I have just been informed that I did not get a job that I interviewed for. :(
I am very keen I receive proper feedback on my performance from the recruiter.
Is the receiving feedback podcast relevant here or I should be approaching the recruiter with different questions?

Any help or sharing of experience will be appreciated.

Olugbenga

HMac's picture

Great question - I hope you get a lot of responses.

You SHOULD be pressing for as much feedback as you can get. And in my experience (as a recuriter and as a candidate), the key term is "FIT" (or lackthereof).

"what about me didn't fit?"
"where do you think the fit was off?"
Etc.

The reason to think in terms like this is so you don't start changing things just because you didn't get an offer this time.

wendii's picture
Admin Role Badge

Olugbenga,

A few things:

Bear in mind that recruiters fear giving negative feedback as much as anyone else. Try and make it easy for them.

You may get negative feedback in euphamisms and avoidance words. Try to work out what they might really be saying. Post them here and I'll translate if it helps.

Remember that unless the recruiter was in the room, they've got the feedback from a hiring manager, who doesn't like giving negative feedback either. It can be hard for a recruiter to get anything substantial out of a hiring manager.

Critically review your own performance first. Often, candidates know where they went wrong, but won't admit to themselves or anyone else. (I know this, because despite being an interviewer... I am THE worst interviewee. I wouldn't employ myself I'm so bad.

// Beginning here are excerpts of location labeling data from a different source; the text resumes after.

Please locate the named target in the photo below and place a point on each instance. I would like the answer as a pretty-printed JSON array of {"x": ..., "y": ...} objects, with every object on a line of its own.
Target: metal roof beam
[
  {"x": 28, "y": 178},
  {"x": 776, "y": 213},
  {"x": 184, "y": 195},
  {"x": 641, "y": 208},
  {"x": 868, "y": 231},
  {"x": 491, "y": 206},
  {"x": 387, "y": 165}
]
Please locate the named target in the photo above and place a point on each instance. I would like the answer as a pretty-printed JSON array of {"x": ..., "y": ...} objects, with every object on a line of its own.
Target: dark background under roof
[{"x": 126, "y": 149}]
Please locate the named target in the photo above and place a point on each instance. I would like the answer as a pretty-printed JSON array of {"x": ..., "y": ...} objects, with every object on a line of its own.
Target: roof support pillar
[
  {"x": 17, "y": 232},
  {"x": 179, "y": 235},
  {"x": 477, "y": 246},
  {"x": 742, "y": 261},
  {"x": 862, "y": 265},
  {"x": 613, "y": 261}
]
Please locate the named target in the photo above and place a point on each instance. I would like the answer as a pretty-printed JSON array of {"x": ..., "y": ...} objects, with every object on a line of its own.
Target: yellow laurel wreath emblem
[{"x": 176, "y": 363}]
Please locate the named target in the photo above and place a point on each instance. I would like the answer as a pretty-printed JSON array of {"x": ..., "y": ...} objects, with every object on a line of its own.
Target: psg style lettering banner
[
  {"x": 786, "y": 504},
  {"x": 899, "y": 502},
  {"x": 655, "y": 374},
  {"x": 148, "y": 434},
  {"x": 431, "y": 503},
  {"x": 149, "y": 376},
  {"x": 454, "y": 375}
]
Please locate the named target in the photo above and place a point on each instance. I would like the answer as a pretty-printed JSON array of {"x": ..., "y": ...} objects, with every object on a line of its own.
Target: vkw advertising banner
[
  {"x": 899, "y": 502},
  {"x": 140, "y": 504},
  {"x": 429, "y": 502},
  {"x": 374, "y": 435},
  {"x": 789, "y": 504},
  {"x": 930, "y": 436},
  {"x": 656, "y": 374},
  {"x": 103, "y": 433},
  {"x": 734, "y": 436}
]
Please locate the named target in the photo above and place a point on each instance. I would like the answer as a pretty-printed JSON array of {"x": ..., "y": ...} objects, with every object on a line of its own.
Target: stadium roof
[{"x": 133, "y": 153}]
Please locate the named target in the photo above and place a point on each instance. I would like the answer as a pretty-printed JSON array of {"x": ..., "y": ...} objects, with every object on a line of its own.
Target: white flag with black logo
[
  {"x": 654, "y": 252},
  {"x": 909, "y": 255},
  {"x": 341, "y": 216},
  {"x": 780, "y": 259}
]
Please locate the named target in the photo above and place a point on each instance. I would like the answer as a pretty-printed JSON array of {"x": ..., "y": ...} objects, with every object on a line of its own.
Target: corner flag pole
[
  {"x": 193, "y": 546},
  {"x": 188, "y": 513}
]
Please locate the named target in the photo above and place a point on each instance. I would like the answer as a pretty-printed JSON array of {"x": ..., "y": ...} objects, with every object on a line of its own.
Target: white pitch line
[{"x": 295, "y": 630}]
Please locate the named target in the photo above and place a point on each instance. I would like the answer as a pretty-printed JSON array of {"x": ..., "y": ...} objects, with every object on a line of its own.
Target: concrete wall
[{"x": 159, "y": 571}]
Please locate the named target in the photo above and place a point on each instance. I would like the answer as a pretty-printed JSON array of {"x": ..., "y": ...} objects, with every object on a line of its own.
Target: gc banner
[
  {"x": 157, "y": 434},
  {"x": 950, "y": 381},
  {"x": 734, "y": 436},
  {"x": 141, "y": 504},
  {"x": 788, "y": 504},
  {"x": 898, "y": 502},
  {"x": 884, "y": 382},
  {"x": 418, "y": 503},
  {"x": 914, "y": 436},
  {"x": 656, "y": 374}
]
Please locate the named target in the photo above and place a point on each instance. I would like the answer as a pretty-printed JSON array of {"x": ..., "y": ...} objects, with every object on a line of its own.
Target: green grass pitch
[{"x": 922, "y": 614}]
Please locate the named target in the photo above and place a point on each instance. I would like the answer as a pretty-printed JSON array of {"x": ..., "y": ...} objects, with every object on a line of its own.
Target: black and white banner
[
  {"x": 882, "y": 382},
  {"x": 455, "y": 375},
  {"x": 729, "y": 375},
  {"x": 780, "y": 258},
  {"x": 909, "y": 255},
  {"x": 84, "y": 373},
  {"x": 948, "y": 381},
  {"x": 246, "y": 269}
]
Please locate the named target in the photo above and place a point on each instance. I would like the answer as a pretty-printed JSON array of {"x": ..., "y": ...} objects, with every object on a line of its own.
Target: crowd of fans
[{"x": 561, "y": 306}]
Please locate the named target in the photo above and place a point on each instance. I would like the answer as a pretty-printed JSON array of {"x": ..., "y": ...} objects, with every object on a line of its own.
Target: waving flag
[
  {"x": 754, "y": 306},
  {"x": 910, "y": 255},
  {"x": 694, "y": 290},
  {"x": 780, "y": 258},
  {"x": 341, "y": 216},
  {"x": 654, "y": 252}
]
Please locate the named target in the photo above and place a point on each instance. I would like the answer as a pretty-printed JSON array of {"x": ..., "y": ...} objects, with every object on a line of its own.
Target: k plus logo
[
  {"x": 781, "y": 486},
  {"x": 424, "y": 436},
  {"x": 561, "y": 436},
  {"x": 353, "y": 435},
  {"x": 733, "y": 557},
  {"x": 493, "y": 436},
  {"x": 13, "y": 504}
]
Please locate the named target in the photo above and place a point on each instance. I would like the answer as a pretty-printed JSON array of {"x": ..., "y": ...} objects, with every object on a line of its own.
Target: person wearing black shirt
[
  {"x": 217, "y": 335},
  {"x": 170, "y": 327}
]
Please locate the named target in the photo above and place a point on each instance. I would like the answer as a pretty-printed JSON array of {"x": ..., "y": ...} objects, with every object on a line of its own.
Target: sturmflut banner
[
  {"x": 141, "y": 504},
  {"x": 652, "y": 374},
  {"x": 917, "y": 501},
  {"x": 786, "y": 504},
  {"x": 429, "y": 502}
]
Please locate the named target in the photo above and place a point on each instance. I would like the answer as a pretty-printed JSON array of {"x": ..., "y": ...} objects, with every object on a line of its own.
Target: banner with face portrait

And it took me a long time to admit it.)

I hope that helps.

Wendii

olugbenga's picture

Wendii and Hmac

Thanks guys - I will post the feedback I receive for further comments/analysis.

I really appreciate your comments.

Olugbenga

HMac's picture

olugbenga -
One other thought. This thread made me go back to John Lucht's book overnight. On a related topic (pp.162-163), he talks about how there are three factors to consider when a job isn't right for you:

1. Wrong job
2. Wrong location
3. Wrong money

I'm not suggesting you directly apply these three (chances are that at least two of the three were fine in your example). What made me remember this approach was how it dovetails with the whole concept of "fit" - it's NOT about YOU - so there's no reason to feel defensive - it's about [i]the fit.[/i]

wendii - I'm really glad you chimed in on this, because I had one other thought - I'm wondering if there may be some "recruiter error" on this...Maybe the candidate was poorly matched to the opportunity.

olugbenga: As you ask about the fit and seek input from the recruiter, just keep in the back of your mind that the matching may not have been that good - the recuriter might have been trying to "squeeze" you to fit the worng job, the wrong money, the wrong culture, whatever...

Finally, yes, you might just have been a lousy candidate :wink: or underperformed on the interview...It's human to think that it's YOU - when it might be any number of other things.

The One Best Solution: More Interviews! At More Opportunities! With More Employers!

Good luck,
-Hugh

kklogic's picture

Olugbenga,

I agree with Hugh's comments about fit. We're interviewing for a position right now - and this is our key differentiator. We have some candidates with better experience, but their personalities won't mesh with the ones we have on staff now.

We are a weird bunch of people - quirky, tell-it-like-it-is, corporate-speak hating, Type A, performance-driven, etc. So, there are people we've interviewed that would have been perfect for a very uptight corporate environment that just aren't for us. Try to keep this in mind if you hear any "fit" feedback.